In the following, we include a summary table in which the main characteristics of each count table (from which the parameter presets were estimated) are reported. In particular, for each preset the user will find details on:
The preset accession name (i.e. name of the R object)
The number of features (i.e. genes) in the original count table
The number of samples (i.e. cells) in the original count table
The sparsity (i.e. percentage of zero entries) in the original count table
The number of experimental conditions in the original count table
The species in the original count table
The cell types in the original count table
The platform and protocol used to generate the original data
The information as to whether or not UMIs were used in the experiment.
| Preset name | # features | # cells | Sparsity | # experimental conditions | Species | Cell types | Platform/ Protocol | UMIs |
|---|---|---|---|---|---|---|---|---|
| Tung_param_preset | 18464 | 564 | ~53.16% | 8 | Human | Induced pluripotent stem cells | Fluidigm C1, Modified SMARTer | Yes |
| Camp_param_preset | 39913 | 434 | ~84.00% | 6 | Human | Whole brain organoids, Microdissected Cerebral Organoids | Fluidigm C1, SMARTer | No |
| Engel_param_preset | 25865 | 203 | ~68.59% | 4 | Mouse | Natural killer T cells | Flow cytometry, Modified Smart-seq2 | No |
| Chu_param_preset | 17782 | 758 | ~51.30% | 6 | Human | iPSC to Endoderm | Fluidigm C1,SMARTer | No |
| Horning_param_preset | 37347 | 144 | ~39.25% | 3 | Human | LNCap (prostate cancer) | Smart-seq2 | No |
| Bacher_param_preset | 17128 | 366 | ~39.08% | 4 | Human | Embryonic stem cells | Fluidigm C1,SMARTer | No |
| Brain_10X_param_preset | 21080 | 11843 | ~87.37% | 1 | Mouse | Brain cells | 10X Genomics | Yes |
| T_10X_param_preset | 20267 | 8093 | ~94.59% | 1 | Human | Pan T cells | 10X Genomics | Yes |
| PBMC_10X_param_preset | 17220 | 5419 | ~95.66% | 1 | Human | Peripheral blood mononuclear cells | 10X Genomics | Yes |
| Zheng_param_preset | 19536 | 3388 | ~82.56% | 4 | Human | Jurkat and 293T cells | 10X Genomics | Yes |
| Macosko_param_preset | 20230 | 9000 | ~96.54% | 1 | Mouse | Retinal cells | Drop-Seq | Yes |
| Saunders_param_preset | 19940 | 5688 | ~94.10% | 1 | Mouse | Polydendrocytes | Drop-Seq | Yes |
An exhaustive description of each dataset used to generate the included presets can be found in the publication/website related to each original dataset, in the Supplementary File of SPARSim paper, or in the documentation of the R package using the command ?<preset name> (e.g. the description of Chu parameter preset is available using the command ?Chu_param_preset).

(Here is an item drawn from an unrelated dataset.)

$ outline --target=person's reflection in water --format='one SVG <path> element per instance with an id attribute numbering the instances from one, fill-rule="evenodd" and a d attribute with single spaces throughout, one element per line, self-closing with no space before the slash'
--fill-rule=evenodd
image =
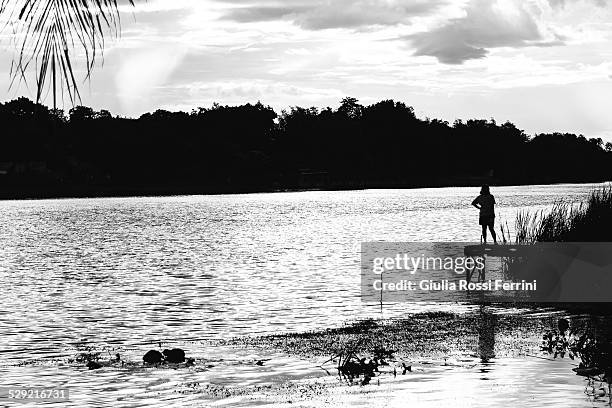
<path id="1" fill-rule="evenodd" d="M 485 306 L 480 306 L 480 321 L 478 324 L 478 354 L 482 363 L 488 363 L 495 358 L 495 325 L 497 317 L 487 312 Z"/>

As explained in Section 2.5, SPARSim simulation requires input parameters being included into a R list, in which every single element of the list contains the information to simulate a single experimental condition. Consequently, the parameter presets included in this database are already well-formatted to fit SPARSim requirements. In particular, every preset includes a list of elements in the number of the related experimental conditions; for each experimental condition there are four elements: intensity, variability, lib_size and name. The intensity and variability elements contain the gene expression level intensities and variabilities used to simulate the related experimental condition; lib_size contains the library sizes (i.e. overall read/UMI counts per cell) used to simulate the samples belonging to that experimental condition; name contains the name associated to that experimental condition.